La separación entre Iglesia y Estado que consagra la Constitución de 1978, y que se creía un mandato de obligado cumplimiento en cualquier desarrollo legislativo, no cuenta para la legislación hipotecaria. El artículo 304 del reglamento de esa ley autoriza a los obispos a emitir unilateralmente certificaciones de dominio sobre los bienes que la Iglesia considere suyos; y esa facultad se amplió a partir de 1998 a edificios de culto, ermitas, catedrales y otros bienes que forman parte del patrimonio cultural de España.

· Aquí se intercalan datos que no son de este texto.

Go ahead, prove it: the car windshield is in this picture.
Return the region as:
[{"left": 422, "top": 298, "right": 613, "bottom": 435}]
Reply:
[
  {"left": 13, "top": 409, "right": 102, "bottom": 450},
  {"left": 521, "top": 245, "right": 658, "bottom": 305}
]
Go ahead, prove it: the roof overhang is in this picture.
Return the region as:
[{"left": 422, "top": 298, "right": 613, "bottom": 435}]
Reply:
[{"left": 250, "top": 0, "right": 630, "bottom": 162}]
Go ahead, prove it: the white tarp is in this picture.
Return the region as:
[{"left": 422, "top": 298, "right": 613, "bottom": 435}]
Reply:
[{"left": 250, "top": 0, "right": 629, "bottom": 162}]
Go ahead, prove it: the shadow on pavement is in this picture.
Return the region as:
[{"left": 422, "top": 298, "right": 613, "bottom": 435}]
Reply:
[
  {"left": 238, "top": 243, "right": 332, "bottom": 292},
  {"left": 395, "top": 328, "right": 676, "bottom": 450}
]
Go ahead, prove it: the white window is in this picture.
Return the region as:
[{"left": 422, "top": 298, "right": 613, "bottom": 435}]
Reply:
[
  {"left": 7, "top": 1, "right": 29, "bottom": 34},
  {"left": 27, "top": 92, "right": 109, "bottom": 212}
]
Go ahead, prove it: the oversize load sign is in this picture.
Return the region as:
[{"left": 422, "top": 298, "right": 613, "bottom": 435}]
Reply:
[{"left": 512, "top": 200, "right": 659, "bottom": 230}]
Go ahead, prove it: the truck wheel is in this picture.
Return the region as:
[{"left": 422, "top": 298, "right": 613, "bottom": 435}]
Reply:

Esa legislación no solo atribuye a los «diocesanos respectivos» el carácter de funcionarios públicos como en los mejores tiempos del antiguo régimen o del nacionalcatolicismo franquista, sino que da cobertura legal a la Iglesia para proceder a una «desamortización» al revés de la llevada a cabo por Mendizábal en la primera mitad del siglo XIX. Desde hace algunos años, la Iglesia está inmersa en una frenética operación de recuperación de un patrimonio que dice ser suyo sin prueba alguna que lo demuestre, para desesperación de alcaldes y vecinos de muchos pueblos que cuestionan esa propiedad, costeada en muchos casos con dinero público.
A falta de que los jueces tomen cartas en el asunto y frenen al menos los casos más escandalosos, la defensa frente a la acción unilateral de la Iglesia queda en manos de Ayuntamientos con escasos recursos o de plataformas locales surgidas para hacer frente a lo que consideran un expolio patrimonial de su comunidad. En todo caso, mejor sería que algún Gobierno decidiera acabar con el anacrónico privilegio registral otorgado a los obispos, en lugar de ampliarlo, como hizo el Gobierno de Aznar en 1998. La Iglesia alega que inscribe lo que es suyo, sin que ninguna instancia del Estado garantice que así es. ¿Acaso son también suyos viñedos, olivares, solares, pisos, almacenes, garajes, frontones y un largo catálogo de otros bienes inmobiliarios sin registrar?